The beginning of the Royal Castle and the oldest part of the adjacent town complex defined as the Old Town, dates back to the 14th c. when Duke Boleslaus II of Mazovia united his duchy and raised a wood and earthen fortified town. With time, the castle grew to become the main Ducal residence and was extended as a brick construction. Also the town complex expanded, and the stone Church of St. John (today the Cathedral) as well as the Town Hall located at the centre of the houses now forming the Market Square were built. Subsequently, the complex was surrounded by a stone wall with town gates and a keep.
In the first half of the 16th c., after Mazovia had been definitely incorporated into the Kingdom of Poland by Sigismund I the Old, the Castle gained its Royal status. It finally became the seat of the court and of the highest country’s authorities at the turn of the 16th and 17th centuries when Sigismund III Vasa made it his permanent, though constantly extended residence. What expanded too was the Old Town gradually gaining more sumptuous burgher houses raised in compliance with the currently followed styles and the Market Square where one could purchase all the imaginable luxury commodities.
During the so-called Swedish Deluge in the 17th c., the Castle was badly devastated to regain its splendour only under Poland’s last King Stanislaus Augustus Poniatowski. The Castle’s interiors were then decorated by the period’s most renowned artists: Johann Christian Kamzetzer or Marcello Bacciarelli. Moreover, it was there that in 1791 the first in Europe and the second worldwide modern constitution was adopted.

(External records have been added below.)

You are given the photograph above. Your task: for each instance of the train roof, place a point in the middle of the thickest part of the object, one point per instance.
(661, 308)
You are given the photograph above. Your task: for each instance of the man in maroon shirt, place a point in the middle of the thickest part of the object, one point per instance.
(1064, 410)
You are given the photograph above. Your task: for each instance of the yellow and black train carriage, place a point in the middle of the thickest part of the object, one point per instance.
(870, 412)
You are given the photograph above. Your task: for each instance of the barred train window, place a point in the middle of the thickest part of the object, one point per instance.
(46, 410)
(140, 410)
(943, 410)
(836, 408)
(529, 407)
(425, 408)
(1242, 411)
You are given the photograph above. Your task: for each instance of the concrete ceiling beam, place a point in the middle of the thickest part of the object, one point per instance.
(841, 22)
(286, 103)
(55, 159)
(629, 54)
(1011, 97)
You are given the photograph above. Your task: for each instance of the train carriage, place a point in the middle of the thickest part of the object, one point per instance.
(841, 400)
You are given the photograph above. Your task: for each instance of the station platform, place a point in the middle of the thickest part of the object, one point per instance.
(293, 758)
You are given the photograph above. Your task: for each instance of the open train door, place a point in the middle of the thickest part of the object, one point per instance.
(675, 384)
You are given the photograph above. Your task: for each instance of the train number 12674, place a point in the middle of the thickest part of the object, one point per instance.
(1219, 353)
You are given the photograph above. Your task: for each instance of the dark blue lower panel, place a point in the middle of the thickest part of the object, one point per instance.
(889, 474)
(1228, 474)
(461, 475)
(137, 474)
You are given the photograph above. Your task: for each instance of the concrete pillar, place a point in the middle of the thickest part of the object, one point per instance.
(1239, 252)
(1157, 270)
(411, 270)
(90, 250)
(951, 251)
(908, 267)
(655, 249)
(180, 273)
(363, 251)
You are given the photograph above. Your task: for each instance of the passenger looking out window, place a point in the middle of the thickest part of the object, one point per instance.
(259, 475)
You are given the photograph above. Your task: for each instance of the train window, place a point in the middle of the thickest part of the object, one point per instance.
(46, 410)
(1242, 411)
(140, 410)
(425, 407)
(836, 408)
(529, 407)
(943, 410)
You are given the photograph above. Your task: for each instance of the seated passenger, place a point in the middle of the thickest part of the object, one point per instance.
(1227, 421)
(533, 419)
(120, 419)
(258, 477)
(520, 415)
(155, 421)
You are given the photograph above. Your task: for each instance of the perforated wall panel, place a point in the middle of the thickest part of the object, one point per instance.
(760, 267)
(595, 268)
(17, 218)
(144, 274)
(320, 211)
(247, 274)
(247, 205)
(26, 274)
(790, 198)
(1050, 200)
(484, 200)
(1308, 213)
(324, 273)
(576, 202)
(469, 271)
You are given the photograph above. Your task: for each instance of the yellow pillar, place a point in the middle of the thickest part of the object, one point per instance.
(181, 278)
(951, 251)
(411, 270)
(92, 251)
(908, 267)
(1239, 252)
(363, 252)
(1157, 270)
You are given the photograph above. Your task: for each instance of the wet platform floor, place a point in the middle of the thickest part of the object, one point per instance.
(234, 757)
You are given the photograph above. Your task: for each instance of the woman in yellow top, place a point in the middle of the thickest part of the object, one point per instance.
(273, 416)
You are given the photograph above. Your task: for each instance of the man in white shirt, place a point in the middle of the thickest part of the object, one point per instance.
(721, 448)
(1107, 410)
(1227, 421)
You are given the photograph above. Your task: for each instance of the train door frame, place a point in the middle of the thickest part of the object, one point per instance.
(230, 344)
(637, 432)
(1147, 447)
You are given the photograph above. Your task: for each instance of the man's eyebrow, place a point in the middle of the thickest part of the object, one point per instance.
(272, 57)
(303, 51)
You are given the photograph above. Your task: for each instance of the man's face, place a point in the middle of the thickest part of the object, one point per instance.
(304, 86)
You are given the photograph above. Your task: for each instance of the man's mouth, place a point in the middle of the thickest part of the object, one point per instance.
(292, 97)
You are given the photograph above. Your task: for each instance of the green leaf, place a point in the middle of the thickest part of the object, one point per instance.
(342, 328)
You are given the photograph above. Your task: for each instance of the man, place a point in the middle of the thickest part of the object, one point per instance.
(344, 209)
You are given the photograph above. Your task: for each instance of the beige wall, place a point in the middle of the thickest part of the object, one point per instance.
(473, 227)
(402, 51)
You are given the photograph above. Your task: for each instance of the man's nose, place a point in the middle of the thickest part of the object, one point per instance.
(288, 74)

The period in which Poland lost its statehood and its territories were partitioned among its neighbours was the time of some stagnation in the Castle’s development. At the time it served as the seat of the Russian partition authorities, and many precious collections were then taken to Russia. Also the Old Town deteriorated. Having been deserted by wealthier burghers, its houses became tenement ones with the Market Square turning into the marketplace. The Town Hall, defensive walls, and town gates were pulled down, this giving some open space for the Zamkowy (Castle) Square.
After Poland had regained independence in 1918, the Castle again turned into one of the central edifices in the capital, with time becoming Poland’s President’s residence. The revitalized building provided a stately venue for meetings of state leaders, celebration of national holidays, and a museum. Moreover, the renovated Old Town had the neglected houses restored to their former splendour. With the outbreak of WW II, the Castle and the Old Town were destroyed in Nazi air raids; after the defeat of the Warsaw Uprising in 1944, they were blown up by the Germans.

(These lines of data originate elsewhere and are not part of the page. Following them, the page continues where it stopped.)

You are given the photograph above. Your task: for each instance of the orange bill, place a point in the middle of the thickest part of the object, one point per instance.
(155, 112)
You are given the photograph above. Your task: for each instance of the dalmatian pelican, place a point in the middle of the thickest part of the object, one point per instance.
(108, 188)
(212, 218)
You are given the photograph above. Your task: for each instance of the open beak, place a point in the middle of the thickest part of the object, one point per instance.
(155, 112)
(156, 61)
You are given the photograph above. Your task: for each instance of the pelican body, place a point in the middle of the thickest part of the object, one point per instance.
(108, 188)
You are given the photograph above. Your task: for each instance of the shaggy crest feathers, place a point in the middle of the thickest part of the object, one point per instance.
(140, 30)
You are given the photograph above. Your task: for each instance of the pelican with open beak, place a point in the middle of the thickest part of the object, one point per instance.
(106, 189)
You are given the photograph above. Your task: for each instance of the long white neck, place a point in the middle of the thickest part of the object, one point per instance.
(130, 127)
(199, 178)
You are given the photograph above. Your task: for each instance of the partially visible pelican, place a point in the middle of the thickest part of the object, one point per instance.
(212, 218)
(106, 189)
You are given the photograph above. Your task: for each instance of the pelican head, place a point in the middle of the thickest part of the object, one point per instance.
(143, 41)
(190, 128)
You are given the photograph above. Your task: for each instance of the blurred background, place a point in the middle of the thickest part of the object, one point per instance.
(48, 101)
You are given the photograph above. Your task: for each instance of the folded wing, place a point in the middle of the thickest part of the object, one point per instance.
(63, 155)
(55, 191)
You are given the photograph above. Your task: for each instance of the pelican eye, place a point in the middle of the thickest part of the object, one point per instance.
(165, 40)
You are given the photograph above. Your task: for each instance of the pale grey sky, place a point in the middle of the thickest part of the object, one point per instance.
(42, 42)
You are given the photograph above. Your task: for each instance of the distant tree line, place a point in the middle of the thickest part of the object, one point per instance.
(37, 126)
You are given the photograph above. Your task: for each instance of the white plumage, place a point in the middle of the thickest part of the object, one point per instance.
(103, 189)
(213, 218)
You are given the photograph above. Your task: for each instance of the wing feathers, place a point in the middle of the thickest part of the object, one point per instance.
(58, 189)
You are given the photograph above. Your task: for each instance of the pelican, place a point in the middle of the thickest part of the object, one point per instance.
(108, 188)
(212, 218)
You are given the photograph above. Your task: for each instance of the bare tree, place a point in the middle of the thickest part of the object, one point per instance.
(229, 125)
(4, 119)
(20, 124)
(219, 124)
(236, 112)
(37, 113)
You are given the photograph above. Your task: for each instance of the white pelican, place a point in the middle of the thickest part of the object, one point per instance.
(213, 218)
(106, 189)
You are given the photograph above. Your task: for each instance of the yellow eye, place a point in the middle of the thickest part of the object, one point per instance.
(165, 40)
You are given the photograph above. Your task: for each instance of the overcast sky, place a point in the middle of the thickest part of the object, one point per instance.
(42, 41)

Following WW II, the Communist authorities relatively promptly agreed to having the Old Town rebuilt. In 1955, its houses regained their 18th-c. outlook. It took a long time, however, for the decision to rebuild the Castle to be made, with the reconstruction actually launched as late as in 1971. The edifice was reconstructed thanks to the generous donations of Poles and Polish community abroad and opened to the public in 1984. By that time, however, the reconstruction of the interiors, the renovation of the Copper-Roof (Pod Blachą) Palace, and of the Kubicki Arcades had not ended, the latter actually opening only in 2009.

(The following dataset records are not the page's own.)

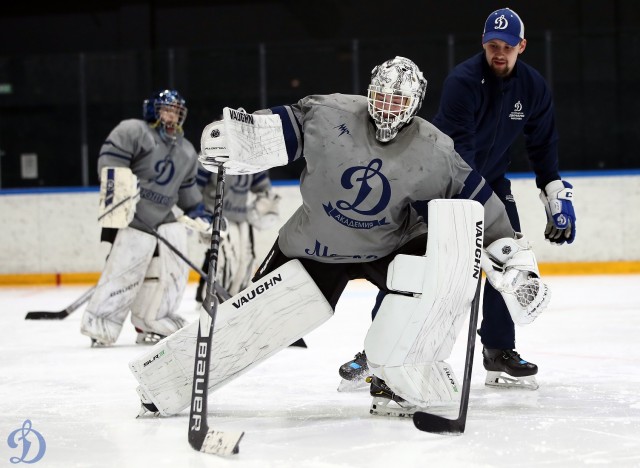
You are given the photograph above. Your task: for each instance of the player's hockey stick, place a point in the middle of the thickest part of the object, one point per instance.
(220, 291)
(44, 315)
(201, 437)
(438, 424)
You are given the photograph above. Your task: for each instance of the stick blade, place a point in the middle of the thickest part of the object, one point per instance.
(221, 443)
(42, 315)
(437, 424)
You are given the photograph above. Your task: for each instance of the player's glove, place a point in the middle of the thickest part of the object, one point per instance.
(557, 198)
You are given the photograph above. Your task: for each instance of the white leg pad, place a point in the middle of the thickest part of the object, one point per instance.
(118, 286)
(251, 326)
(154, 309)
(411, 336)
(235, 258)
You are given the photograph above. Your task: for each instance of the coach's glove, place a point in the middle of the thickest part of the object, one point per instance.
(557, 198)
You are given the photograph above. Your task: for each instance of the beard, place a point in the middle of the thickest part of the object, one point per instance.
(501, 71)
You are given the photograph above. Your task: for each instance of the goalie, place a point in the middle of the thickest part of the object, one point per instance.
(367, 160)
(146, 168)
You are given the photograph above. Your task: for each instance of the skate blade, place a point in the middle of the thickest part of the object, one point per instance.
(386, 407)
(146, 413)
(501, 380)
(353, 385)
(99, 344)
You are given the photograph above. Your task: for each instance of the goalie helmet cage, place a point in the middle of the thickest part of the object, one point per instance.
(201, 437)
(435, 424)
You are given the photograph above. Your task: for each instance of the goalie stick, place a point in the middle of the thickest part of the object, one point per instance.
(201, 437)
(41, 314)
(221, 293)
(438, 424)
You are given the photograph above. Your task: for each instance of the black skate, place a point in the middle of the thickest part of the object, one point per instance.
(354, 374)
(387, 403)
(506, 369)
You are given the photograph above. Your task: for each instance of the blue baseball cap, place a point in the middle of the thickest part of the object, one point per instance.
(504, 24)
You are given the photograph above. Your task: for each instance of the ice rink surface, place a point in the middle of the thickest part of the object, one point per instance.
(82, 401)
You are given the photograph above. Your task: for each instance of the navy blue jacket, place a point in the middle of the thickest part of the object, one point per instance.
(484, 115)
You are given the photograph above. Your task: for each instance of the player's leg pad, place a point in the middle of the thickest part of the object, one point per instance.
(412, 335)
(251, 326)
(118, 286)
(154, 310)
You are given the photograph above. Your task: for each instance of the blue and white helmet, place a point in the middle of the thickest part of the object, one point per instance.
(396, 77)
(168, 99)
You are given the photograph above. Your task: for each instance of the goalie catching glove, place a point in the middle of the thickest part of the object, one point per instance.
(557, 198)
(512, 269)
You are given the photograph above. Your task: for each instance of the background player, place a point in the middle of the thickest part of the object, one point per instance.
(140, 274)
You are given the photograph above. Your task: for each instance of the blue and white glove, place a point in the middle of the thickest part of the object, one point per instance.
(557, 198)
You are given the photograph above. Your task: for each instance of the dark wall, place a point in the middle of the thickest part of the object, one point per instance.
(76, 71)
(26, 27)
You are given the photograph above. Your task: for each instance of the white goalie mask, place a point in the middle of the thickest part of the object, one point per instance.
(395, 95)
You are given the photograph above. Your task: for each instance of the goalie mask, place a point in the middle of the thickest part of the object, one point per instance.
(395, 95)
(167, 111)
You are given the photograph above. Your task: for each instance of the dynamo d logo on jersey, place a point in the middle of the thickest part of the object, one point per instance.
(371, 194)
(516, 113)
(30, 441)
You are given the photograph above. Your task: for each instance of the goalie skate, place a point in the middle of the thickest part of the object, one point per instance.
(387, 403)
(502, 380)
(354, 374)
(506, 369)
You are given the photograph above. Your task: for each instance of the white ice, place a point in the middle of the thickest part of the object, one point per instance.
(83, 401)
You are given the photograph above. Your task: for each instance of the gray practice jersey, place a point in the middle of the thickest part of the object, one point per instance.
(357, 191)
(166, 170)
(236, 191)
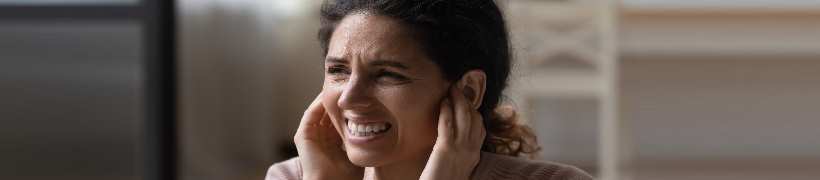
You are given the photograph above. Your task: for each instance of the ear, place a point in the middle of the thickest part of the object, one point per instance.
(473, 84)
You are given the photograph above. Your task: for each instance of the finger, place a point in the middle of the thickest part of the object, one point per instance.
(478, 132)
(463, 119)
(446, 127)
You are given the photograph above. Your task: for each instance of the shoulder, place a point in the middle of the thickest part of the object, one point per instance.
(496, 166)
(286, 170)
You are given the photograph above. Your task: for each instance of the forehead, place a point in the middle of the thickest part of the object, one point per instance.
(366, 36)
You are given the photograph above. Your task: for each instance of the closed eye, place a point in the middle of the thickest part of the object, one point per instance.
(393, 77)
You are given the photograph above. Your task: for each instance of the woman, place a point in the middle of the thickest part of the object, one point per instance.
(411, 91)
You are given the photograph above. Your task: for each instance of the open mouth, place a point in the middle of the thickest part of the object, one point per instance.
(367, 129)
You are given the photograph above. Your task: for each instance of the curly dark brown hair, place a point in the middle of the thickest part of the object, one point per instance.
(458, 35)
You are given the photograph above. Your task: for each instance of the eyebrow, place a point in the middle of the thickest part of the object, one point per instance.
(378, 62)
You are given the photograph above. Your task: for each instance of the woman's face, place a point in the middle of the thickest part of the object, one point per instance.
(381, 91)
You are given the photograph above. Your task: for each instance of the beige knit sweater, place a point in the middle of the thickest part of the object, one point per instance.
(491, 166)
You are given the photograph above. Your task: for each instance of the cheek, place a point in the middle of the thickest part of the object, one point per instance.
(329, 98)
(417, 114)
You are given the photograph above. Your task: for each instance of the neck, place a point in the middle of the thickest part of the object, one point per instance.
(409, 169)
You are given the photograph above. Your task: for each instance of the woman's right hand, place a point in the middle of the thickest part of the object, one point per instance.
(320, 147)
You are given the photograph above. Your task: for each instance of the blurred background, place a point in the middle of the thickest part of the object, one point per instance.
(214, 89)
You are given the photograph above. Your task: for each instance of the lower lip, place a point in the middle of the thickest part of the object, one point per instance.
(363, 140)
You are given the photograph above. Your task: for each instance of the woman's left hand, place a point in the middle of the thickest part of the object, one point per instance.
(460, 135)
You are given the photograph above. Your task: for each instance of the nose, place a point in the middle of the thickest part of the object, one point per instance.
(356, 94)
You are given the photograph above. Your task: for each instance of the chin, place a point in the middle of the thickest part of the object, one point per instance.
(367, 158)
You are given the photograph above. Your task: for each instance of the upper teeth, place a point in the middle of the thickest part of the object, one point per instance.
(365, 129)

Today the Royal Castle is a Baroque and Neo-Classicist complex composed of genuine cellars, the main pentagon-shaped body with e.g. the Knights’ Hall, Former Deputies’ Hall, King Stanislaus Augustus’ apartments, the Kubicki Arcades from the side of the Vistula, and the Copper-Roof Palace adjacent to the Castle from the south.
The unprecedented in history re construction of the Castle and the Old Town was appreciated by UNESCO and in 1980 both facilities entered its List of World Heritage Sites. The richly decorated Castle, with its precious art works by Rembrandt, Canaletto, and Bacciarelli, today serves as a popular venue for conferences and exhibitions. It has been visited by royalties, presidents, and famous artists. The historic part of the city, located just next door to the city centre, is a traditional place for family walks, while the Old Market Square with its cosy restaurants and cafés, continues a favourite dating site and destination for many Polish and foreign tourists raving about the beauty of those extraordinary monuments.